'For 85 years, movies have told people to sit down, be quiet and watch,' said Bob Bejan, who developed the idea with his partner, Bill Franzblau. 'This is the first thing that says, 'Don't just sit there]' '
Duly galvanised, viewers argued among themselves over the choices flashed on the screen at designated plot junctures. Each seat was outfitted with a pistol grip with three buttons so viewers could vote, the outcome being determined by a majority decision. Results were instantly tallied and displayed on the screen, and the film moved ahead in the chosen direction.
Bejan, a former dancer, TV jingle writer and commercials director, described the plot as a 'boy-meets-girl story that gets a little wacky'. He claims to have developed the concept as a way for uptight, computer-bound yuppies to interact.

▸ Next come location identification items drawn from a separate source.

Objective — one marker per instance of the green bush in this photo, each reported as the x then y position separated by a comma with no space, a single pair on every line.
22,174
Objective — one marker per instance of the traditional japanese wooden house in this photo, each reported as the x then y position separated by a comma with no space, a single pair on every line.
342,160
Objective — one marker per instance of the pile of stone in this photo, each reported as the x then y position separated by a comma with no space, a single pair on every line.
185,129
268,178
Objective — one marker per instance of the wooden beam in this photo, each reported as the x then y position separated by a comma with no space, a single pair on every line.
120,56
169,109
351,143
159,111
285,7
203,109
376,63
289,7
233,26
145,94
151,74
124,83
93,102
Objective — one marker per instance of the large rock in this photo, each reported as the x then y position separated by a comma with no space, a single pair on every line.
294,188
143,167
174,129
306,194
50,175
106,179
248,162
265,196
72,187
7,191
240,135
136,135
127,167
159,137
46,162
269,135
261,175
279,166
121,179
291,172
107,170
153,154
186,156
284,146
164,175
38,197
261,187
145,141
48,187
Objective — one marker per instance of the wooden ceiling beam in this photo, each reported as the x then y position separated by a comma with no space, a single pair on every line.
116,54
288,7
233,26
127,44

'It's a social game,' he said. 'Everything in the technology of our culture has made us isolationist. It's great that we've progressed to the point where you can be alone in your little cubicle in this zone where no one can get to you. But it's also good to connect]' Bejan is touring the film to seven US cities, but sadly has no plans as yet to bring I'm Your Man to Britain.
Six tanks, 10 military trucks and 2,000 troops appeared on the streets of Bangkok last week, much to the concern of the city's inhabitants, several of whom phoned the Bangkok Post to inquire whether another coup was in the offing. Thailand has been plagued by military coups since 1932 when absolute monarchy was abolished. Many of these political upheavals have been heralded by the presence of tanks rumbling through the streets of Bangkok. The Post didn't state whether the startled citizens were disposed to see the funny side when they realised it was just old Oliver Stone filming Heaven and Earth, the final part of his 'Vietnam' trilogy.